Ein großer Teil der bekannten vorderasiatischen und antiken Städte ist im Kernbereich auf Bergen und Siedlungshügeln (den sogenannten Tells) und um diese herum entstanden und gewachsen.
Abb. 1: "Depotfund" von Vollgriffdolchen (Stabdolchen) und Ösenhalsringen aus Oberbayern |
Im Levanteraum nicht erst seit der Bronzezeit, sondern schon lange zuvor. Aber dies gilt nicht nur für die ersten Städte Vorderasiens, sondern auch für die Griechenlands und Roms. Denken wir an den berühmten Siedlungshügel von Troja, denken wir an die Akropolis von Athen und die um sie herum gruppierte Stadt, denken wir an die "Siebenhügel-Stadt" Rom. Auch eine große Anzahl von heute bekannten keltischen Städten lag über lange Bergkuppen hinweg ausgebreitet, in denen eine volkreiche Bevölkerung gelebt hat. Die Regelhaftigkeit dieser keltischen Siedlungsweise auch schon in der Zeit davor ist der Forschung erst in den letzten Jahrzehnten voll bewußt geworden (siehe die letzten Beiträge).

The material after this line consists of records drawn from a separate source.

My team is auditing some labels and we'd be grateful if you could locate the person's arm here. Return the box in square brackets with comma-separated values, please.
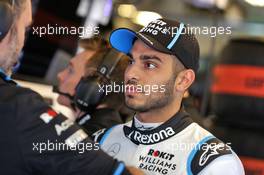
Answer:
[15, 89, 129, 175]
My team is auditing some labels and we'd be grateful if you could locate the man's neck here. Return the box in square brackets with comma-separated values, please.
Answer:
[136, 97, 181, 123]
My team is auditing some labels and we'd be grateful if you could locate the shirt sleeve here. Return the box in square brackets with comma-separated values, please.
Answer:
[15, 88, 128, 175]
[199, 154, 245, 175]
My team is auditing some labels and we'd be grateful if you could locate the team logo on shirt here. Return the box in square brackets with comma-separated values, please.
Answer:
[138, 149, 176, 174]
[199, 143, 225, 166]
[40, 109, 58, 124]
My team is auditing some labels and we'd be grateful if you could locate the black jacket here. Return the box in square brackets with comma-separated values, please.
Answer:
[76, 108, 122, 136]
[0, 73, 130, 175]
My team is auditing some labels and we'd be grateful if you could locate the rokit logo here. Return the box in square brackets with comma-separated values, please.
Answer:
[127, 127, 175, 144]
[199, 143, 225, 166]
[55, 119, 74, 136]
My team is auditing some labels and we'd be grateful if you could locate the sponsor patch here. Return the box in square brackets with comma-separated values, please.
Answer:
[40, 109, 58, 124]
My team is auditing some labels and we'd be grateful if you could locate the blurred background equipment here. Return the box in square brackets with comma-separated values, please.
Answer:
[211, 37, 264, 175]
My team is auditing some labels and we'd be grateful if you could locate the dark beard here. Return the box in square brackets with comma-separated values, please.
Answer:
[126, 76, 177, 112]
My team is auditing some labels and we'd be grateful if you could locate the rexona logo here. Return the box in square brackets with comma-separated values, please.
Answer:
[148, 149, 174, 160]
[128, 127, 175, 144]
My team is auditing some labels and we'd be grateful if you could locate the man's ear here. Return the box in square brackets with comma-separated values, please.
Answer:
[175, 69, 195, 92]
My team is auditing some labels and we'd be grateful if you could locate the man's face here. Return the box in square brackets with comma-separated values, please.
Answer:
[125, 40, 176, 112]
[57, 50, 94, 107]
[0, 0, 32, 74]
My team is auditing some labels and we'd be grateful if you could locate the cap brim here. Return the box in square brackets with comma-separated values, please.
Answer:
[109, 28, 137, 54]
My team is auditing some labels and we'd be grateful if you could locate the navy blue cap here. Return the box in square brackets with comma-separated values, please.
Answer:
[109, 19, 200, 72]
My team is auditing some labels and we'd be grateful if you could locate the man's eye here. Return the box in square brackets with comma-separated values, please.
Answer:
[144, 62, 157, 69]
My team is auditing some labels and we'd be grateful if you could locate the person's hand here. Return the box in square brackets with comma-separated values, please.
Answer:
[127, 166, 144, 175]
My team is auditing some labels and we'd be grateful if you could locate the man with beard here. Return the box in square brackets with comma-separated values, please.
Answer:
[0, 0, 140, 175]
[57, 37, 128, 135]
[94, 19, 244, 175]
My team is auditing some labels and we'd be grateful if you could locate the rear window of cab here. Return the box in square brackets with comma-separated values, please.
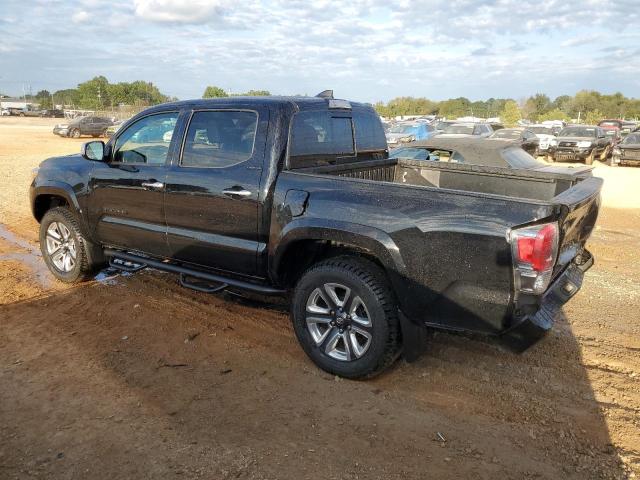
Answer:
[289, 108, 388, 169]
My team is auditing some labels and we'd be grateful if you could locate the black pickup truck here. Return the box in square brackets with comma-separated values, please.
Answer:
[31, 96, 602, 378]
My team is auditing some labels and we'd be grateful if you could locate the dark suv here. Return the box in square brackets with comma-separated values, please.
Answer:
[548, 125, 611, 165]
[53, 116, 114, 138]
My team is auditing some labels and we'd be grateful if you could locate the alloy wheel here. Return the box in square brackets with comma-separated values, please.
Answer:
[306, 283, 373, 362]
[46, 222, 77, 273]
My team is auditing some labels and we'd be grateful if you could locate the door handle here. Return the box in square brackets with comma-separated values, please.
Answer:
[142, 182, 164, 190]
[222, 187, 251, 197]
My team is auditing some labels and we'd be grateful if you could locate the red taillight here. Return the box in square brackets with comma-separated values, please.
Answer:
[516, 223, 558, 272]
[509, 223, 559, 294]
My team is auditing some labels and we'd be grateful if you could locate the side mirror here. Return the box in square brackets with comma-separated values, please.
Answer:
[80, 141, 104, 162]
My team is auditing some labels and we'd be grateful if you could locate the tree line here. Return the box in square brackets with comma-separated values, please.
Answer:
[374, 90, 640, 124]
[25, 76, 176, 110]
[12, 76, 640, 124]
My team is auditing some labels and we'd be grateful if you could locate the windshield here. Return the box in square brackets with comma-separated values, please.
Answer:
[502, 148, 546, 170]
[622, 133, 640, 143]
[436, 122, 453, 130]
[443, 125, 473, 135]
[389, 125, 418, 134]
[529, 127, 553, 135]
[491, 129, 522, 139]
[558, 127, 596, 138]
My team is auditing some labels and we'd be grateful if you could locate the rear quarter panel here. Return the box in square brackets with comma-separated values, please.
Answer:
[269, 171, 554, 333]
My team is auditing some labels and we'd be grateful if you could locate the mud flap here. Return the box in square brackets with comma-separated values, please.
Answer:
[398, 310, 429, 363]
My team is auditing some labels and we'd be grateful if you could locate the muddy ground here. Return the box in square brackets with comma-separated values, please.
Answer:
[0, 117, 640, 479]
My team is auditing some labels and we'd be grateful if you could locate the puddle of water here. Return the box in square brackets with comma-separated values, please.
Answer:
[0, 223, 54, 288]
[0, 223, 40, 256]
[93, 267, 132, 285]
[0, 223, 151, 288]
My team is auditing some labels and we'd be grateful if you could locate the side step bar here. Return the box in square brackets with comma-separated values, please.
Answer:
[104, 248, 287, 295]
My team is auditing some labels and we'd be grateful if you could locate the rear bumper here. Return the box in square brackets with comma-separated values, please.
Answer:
[501, 250, 593, 352]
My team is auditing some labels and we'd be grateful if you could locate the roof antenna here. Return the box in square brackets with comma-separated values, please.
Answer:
[316, 90, 333, 98]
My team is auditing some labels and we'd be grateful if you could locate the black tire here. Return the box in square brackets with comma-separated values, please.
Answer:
[291, 256, 401, 379]
[40, 207, 103, 283]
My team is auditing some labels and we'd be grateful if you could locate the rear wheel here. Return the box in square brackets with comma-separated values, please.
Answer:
[291, 257, 401, 378]
[584, 148, 596, 165]
[40, 207, 99, 283]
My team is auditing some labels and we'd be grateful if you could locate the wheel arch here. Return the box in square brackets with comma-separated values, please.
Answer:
[269, 219, 406, 289]
[31, 182, 81, 222]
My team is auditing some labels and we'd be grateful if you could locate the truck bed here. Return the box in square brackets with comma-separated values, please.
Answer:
[271, 159, 602, 333]
[297, 158, 588, 201]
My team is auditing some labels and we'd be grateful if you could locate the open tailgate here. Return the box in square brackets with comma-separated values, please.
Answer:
[551, 177, 603, 273]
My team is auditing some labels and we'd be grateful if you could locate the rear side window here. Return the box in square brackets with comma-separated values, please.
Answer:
[353, 110, 387, 156]
[180, 110, 258, 168]
[289, 110, 355, 168]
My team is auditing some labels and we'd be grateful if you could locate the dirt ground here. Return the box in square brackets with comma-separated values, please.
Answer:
[0, 117, 640, 479]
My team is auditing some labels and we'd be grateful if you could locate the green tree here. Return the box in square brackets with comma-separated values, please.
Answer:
[523, 93, 551, 121]
[438, 97, 471, 118]
[584, 109, 604, 125]
[240, 90, 271, 97]
[202, 85, 229, 98]
[34, 90, 53, 109]
[500, 100, 522, 127]
[538, 108, 571, 122]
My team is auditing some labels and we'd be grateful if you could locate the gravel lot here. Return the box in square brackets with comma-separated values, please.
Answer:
[0, 117, 640, 479]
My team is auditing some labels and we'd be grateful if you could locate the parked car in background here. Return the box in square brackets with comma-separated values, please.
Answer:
[42, 108, 64, 118]
[608, 132, 640, 165]
[30, 97, 603, 378]
[487, 127, 540, 156]
[389, 135, 593, 176]
[104, 120, 123, 138]
[547, 125, 611, 165]
[620, 120, 638, 138]
[53, 116, 113, 138]
[434, 120, 457, 133]
[598, 119, 623, 130]
[438, 122, 493, 138]
[386, 122, 436, 148]
[18, 107, 44, 117]
[527, 124, 558, 155]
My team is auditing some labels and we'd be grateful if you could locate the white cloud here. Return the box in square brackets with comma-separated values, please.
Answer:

Oft hatten die bis hier genannten Stadtanlagen Anschluß an Häfen oder profitierten auf sonstige Weise von den Handelswegen und schützten diese zugleich.

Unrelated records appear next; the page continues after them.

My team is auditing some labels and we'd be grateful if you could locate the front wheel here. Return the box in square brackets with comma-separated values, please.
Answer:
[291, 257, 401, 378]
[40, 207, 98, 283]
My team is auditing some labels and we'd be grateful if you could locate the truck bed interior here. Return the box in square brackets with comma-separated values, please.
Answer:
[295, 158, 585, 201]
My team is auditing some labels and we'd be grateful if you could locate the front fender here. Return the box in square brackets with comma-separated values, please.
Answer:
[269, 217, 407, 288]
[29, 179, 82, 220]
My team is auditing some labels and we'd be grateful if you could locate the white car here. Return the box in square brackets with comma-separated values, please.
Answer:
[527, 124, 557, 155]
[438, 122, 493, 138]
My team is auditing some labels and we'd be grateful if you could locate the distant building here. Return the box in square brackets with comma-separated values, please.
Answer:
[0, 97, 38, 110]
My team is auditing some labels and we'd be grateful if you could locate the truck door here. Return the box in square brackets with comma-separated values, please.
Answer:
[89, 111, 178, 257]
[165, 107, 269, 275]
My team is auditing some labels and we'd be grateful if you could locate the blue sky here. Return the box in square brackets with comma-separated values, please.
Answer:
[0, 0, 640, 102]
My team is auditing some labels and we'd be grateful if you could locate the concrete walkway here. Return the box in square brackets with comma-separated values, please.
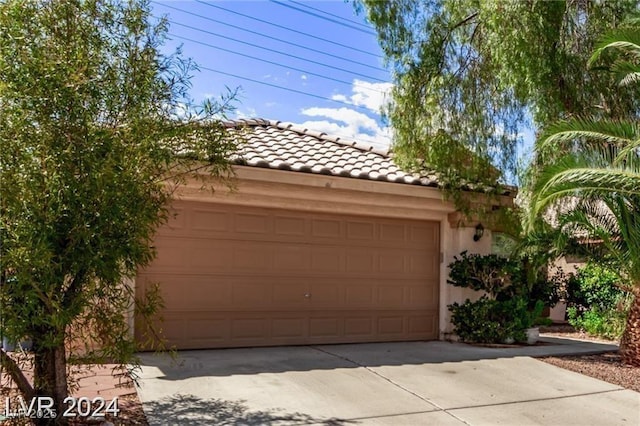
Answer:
[138, 338, 640, 425]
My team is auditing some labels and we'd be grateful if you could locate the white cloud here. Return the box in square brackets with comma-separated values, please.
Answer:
[300, 79, 393, 149]
[236, 107, 258, 120]
[301, 107, 391, 149]
[331, 79, 393, 114]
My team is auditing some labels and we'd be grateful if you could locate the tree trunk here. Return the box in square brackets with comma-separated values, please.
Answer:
[33, 342, 69, 426]
[620, 285, 640, 367]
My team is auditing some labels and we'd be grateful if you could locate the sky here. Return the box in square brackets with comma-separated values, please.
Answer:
[151, 0, 392, 149]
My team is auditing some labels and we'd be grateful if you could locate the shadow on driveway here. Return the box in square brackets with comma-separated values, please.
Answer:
[144, 394, 357, 426]
[140, 338, 617, 380]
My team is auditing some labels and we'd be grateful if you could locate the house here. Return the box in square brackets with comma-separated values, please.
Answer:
[135, 119, 511, 349]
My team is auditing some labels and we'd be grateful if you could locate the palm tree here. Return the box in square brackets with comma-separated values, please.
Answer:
[529, 25, 640, 366]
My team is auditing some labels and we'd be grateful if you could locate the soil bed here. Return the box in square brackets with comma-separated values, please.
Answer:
[538, 325, 640, 392]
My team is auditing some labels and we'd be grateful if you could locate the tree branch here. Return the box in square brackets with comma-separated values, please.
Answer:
[0, 349, 35, 400]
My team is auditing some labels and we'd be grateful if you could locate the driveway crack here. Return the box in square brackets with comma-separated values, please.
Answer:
[309, 346, 470, 425]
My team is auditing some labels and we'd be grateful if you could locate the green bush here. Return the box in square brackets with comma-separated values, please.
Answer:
[447, 251, 520, 299]
[567, 263, 625, 311]
[447, 252, 555, 343]
[567, 307, 627, 340]
[567, 263, 631, 339]
[449, 295, 544, 343]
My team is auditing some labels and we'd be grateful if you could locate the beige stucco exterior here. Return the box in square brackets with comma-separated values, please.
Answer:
[135, 166, 510, 346]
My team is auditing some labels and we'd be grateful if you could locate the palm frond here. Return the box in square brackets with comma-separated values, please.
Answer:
[538, 118, 640, 150]
[587, 28, 640, 66]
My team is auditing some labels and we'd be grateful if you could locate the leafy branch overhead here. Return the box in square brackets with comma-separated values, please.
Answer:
[0, 0, 236, 423]
[358, 0, 638, 186]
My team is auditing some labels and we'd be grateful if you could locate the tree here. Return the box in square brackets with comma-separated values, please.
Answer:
[529, 24, 640, 366]
[360, 0, 640, 186]
[0, 0, 235, 424]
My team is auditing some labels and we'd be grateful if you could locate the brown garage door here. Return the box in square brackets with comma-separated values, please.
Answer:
[136, 202, 440, 349]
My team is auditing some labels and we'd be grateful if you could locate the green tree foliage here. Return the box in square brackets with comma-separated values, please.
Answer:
[358, 0, 639, 184]
[0, 0, 235, 424]
[529, 19, 640, 365]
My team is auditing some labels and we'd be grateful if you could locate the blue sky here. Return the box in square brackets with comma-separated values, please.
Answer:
[152, 0, 391, 148]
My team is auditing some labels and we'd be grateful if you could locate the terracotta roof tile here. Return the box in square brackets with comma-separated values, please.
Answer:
[224, 118, 438, 186]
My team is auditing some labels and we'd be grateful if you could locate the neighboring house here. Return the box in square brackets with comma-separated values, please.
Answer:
[136, 120, 511, 349]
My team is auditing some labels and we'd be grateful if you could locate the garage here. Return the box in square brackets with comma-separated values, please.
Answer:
[136, 200, 440, 349]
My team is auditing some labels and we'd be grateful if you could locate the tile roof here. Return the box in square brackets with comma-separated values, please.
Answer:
[224, 119, 438, 186]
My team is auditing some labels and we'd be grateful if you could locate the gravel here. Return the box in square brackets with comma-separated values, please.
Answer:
[539, 325, 640, 392]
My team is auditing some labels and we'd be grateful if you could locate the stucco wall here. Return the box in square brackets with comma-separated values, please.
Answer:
[151, 166, 506, 339]
[439, 222, 491, 340]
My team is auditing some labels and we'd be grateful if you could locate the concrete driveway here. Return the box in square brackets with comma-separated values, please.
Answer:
[138, 339, 640, 425]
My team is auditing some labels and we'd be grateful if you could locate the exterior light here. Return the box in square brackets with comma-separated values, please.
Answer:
[473, 223, 484, 241]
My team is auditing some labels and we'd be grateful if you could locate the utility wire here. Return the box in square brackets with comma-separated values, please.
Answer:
[199, 62, 390, 146]
[269, 0, 377, 37]
[194, 0, 382, 58]
[198, 66, 369, 110]
[158, 4, 386, 71]
[172, 21, 385, 83]
[169, 32, 385, 93]
[289, 0, 371, 29]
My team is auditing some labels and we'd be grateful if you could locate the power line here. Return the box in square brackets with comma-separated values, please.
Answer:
[198, 66, 378, 110]
[166, 21, 385, 83]
[269, 0, 377, 36]
[289, 0, 371, 28]
[196, 0, 382, 58]
[169, 32, 385, 93]
[156, 4, 386, 71]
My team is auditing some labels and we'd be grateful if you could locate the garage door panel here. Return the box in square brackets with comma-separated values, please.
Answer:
[309, 246, 345, 274]
[378, 250, 407, 276]
[231, 241, 274, 272]
[190, 208, 233, 234]
[274, 216, 308, 238]
[408, 313, 437, 336]
[136, 202, 440, 349]
[233, 213, 272, 235]
[271, 315, 309, 340]
[406, 253, 440, 280]
[273, 243, 311, 272]
[148, 274, 234, 311]
[377, 283, 408, 309]
[380, 223, 407, 244]
[311, 219, 344, 242]
[377, 314, 405, 336]
[309, 316, 344, 339]
[344, 316, 375, 337]
[345, 282, 376, 308]
[231, 318, 270, 341]
[189, 238, 234, 274]
[272, 280, 309, 309]
[308, 280, 346, 309]
[408, 223, 440, 247]
[231, 278, 273, 309]
[407, 285, 438, 309]
[346, 221, 376, 241]
[345, 247, 378, 275]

Immer wieder stellt man fest, daß man die gesellschaftlich-wirtschaftliche Komplexität von archäologischen, schriftlosen Kulturen unterschätzt hat, also an sie über lange Zeiten hinweg ganz falsche Vor-Urteile und aus diesen abgeleitete wissenschaftliche Hypothesen herangetragen hat. Hinweise darauf gibt es letztlich schon seit Jahrzehnten. Doch ist die Regelhaftigkeit und die Häufigkeit dieser Stadtanlagen über weite europäische Regionen hinweg ist erst in jüngster Zeit von der Forschung in vollem Umfang erkannt und anerkannt worden.
Der Grund dafür, daß die Ähnlichkeit der stadtähnlichen, bronzezeitlichen, mitteleuropäischen Siedlungsstruktur mit der zeitgleichen mediterranen erst so spät erkannt wurde, liegt offenbar vor allem an der Vergänglichkeit des Materials, mit dem in Mitteleuropa fast ausschließlich gebaut wurde: Holz. Einen anderen wesentlichen Grund, weshalb man die offenbar sonst nur geringen Unterschiede zu Siedlungsstruktur und -dichte des bronzezeitlichen mitteleuropäischen Raumes zu dem des bronzezeitlichen, mediterranen Raumes nicht schon früher erkannt hat, gibt es, soweit derzeit übersehbar nicht. Also Unterschiede zwischen der hier vorliegenden wirtschaftlich-arbeitsteilig-gesellschaftlichen Komplexität und damit des bestehenden wirtschaftlichen und bevölkerungsmäßigen Wohlstandes, Reichtums.
Abb. 2: Die "klassische" Tasse der Aunjetitzer Kultur im Elbsaale-Gebiet |
Für viele sonstige wesentliche Fundgruppen aus anderem Material, das die Jahrtausende weit besser überdauert hat als Holz, finden sich zwischen dem mediterranen Raum und dem mitteleuropäischen Raum für die Bronzezeit inzwischen - soweit übersehbar - keine ausgeprägten Unterschiede mehr. Selbst das Tafelgeschirr der Aunjetitzer Kultur wird inzwischen als "modern", also als mit dem zeitgleichen mediterranen Raum vergleichbar, beschrieben (Willroth, S. 21):
Von den Vorratsgefäßen abgesehen entspricht der Aunjetitzer Gefäßsatz nahezu dem heute gebräuchlichen, und es wäre ohne weiteres möglich, daraus etwa ein Service zusammenzustellen. Da gibt es Tassen, Töpfe, Schüsseln, Krüge, Becher und Näpfe, sowie viele Spezialformen, (...) Amphoren, Vasen und Dosen, um nur die markantesten zu nennen.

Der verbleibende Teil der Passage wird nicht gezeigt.